The Life Science Center started by the North Carolina Technological Development Authority (TDA) last December expects to fill its 20,000 square feet of laboratory and office space by the end of the year.
TDA president David Emmett tells Local Tech Wire the incubator is 50 percent full with two biotech start-up tenants, Ribonomics and Cyprotex. “But we think we’ll have it filled by year’s end,” he says.
Located off Patriot Drive in Durham, the Life Science Center is the only wet lab incubator in the Triangle. It provides space for eight to 10 laboratories and adjoining office space.
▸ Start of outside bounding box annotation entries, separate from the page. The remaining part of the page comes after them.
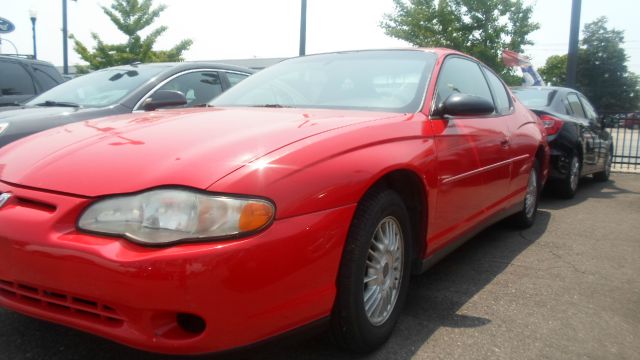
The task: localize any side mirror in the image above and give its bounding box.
[142,90,187,111]
[438,93,495,116]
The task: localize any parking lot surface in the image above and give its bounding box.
[0,174,640,360]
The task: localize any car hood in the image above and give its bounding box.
[0,108,397,197]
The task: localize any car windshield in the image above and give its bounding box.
[26,66,166,107]
[211,50,437,112]
[511,87,558,108]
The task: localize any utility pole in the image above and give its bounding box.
[300,0,307,56]
[29,10,38,60]
[566,0,582,89]
[62,0,69,75]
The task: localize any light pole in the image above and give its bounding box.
[565,0,582,89]
[299,0,307,56]
[29,9,38,60]
[62,0,69,75]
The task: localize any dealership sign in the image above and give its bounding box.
[0,18,16,34]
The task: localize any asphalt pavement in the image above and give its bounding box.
[0,174,640,360]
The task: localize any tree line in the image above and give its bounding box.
[70,0,640,113]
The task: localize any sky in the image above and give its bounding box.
[0,0,640,74]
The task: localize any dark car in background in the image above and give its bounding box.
[0,55,64,109]
[513,86,613,198]
[0,62,254,147]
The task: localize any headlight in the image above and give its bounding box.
[78,189,275,245]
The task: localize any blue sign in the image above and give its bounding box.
[0,18,16,34]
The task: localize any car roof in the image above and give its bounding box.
[100,61,255,73]
[511,86,579,93]
[0,54,53,66]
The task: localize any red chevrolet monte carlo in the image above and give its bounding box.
[0,49,548,354]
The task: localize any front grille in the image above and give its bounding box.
[0,280,124,326]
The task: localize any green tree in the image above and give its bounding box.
[380,0,539,85]
[69,0,193,72]
[539,17,640,113]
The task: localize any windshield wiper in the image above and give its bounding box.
[36,100,80,107]
[252,104,291,108]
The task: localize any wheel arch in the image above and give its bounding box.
[361,169,429,272]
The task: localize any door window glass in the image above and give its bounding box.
[484,69,511,114]
[567,94,586,119]
[227,73,249,87]
[158,71,222,106]
[0,62,35,95]
[580,95,598,122]
[436,57,493,107]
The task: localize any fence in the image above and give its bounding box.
[604,113,640,171]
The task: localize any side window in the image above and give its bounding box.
[32,65,60,91]
[0,62,35,95]
[579,95,598,122]
[436,57,493,107]
[484,69,511,114]
[227,73,249,87]
[158,71,222,106]
[567,93,587,119]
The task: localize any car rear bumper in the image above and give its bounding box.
[0,183,355,354]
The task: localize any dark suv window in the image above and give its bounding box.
[0,61,35,95]
[32,64,62,91]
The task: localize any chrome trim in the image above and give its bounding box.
[132,68,251,112]
[442,155,530,184]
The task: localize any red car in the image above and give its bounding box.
[0,49,549,354]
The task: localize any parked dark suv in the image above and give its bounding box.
[0,55,64,107]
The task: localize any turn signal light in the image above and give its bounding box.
[238,202,273,232]
[540,114,564,136]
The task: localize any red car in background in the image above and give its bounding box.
[0,49,549,354]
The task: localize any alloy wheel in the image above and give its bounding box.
[363,216,404,326]
[524,167,538,218]
[569,156,580,191]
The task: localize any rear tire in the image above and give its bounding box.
[593,148,613,182]
[510,160,541,229]
[552,154,581,199]
[331,190,412,353]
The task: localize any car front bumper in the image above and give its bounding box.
[0,183,355,354]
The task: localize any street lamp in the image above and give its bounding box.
[29,9,38,59]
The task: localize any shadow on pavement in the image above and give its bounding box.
[0,211,552,360]
[540,177,640,210]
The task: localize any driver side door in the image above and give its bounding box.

Emmett says the TDA, a non-profit technological development organization that spunout of the state department of commerce in 1991, also manages a separate $10 million investment fund.
But the TDA rents the offices for cash, not equity.
“We pay cash for equity and get cash for rent,” Emmett says. The start-ups pay about $1,000 a lab, each of which includes high bandwidth Net access, special lab flooring and walls, emergency sinks and showers, benches and cabinetry, and fume hood connections to take noxious gasses out of the lab.
Emmett says the TDA has half a dozen prospects for the remaining lab space, but the economy has affected its ability to “get leased up as quickly as we had hoped.” All the prospects, he says, “are still trying to determine their lab requirements, close funding, or both.”
The TDA may approach the GoldLEAF fund, which recently announced a major biotech initiative, as it looks for partners to develop more facilities, Emmett says. “It would make a lot of sense,” he says.
Incubators and seed capital are what most biotech start-ups need most, Emmett says, because they can’t sublease just any space. “They have to buy or refit,” he says, “and building or buying are generally not feasible. The timing is bad. They don’t have two years to manage a real estate project. They have to develop their science and hit milestones.”
Emmett says the company asks potential tenants to submit business plans.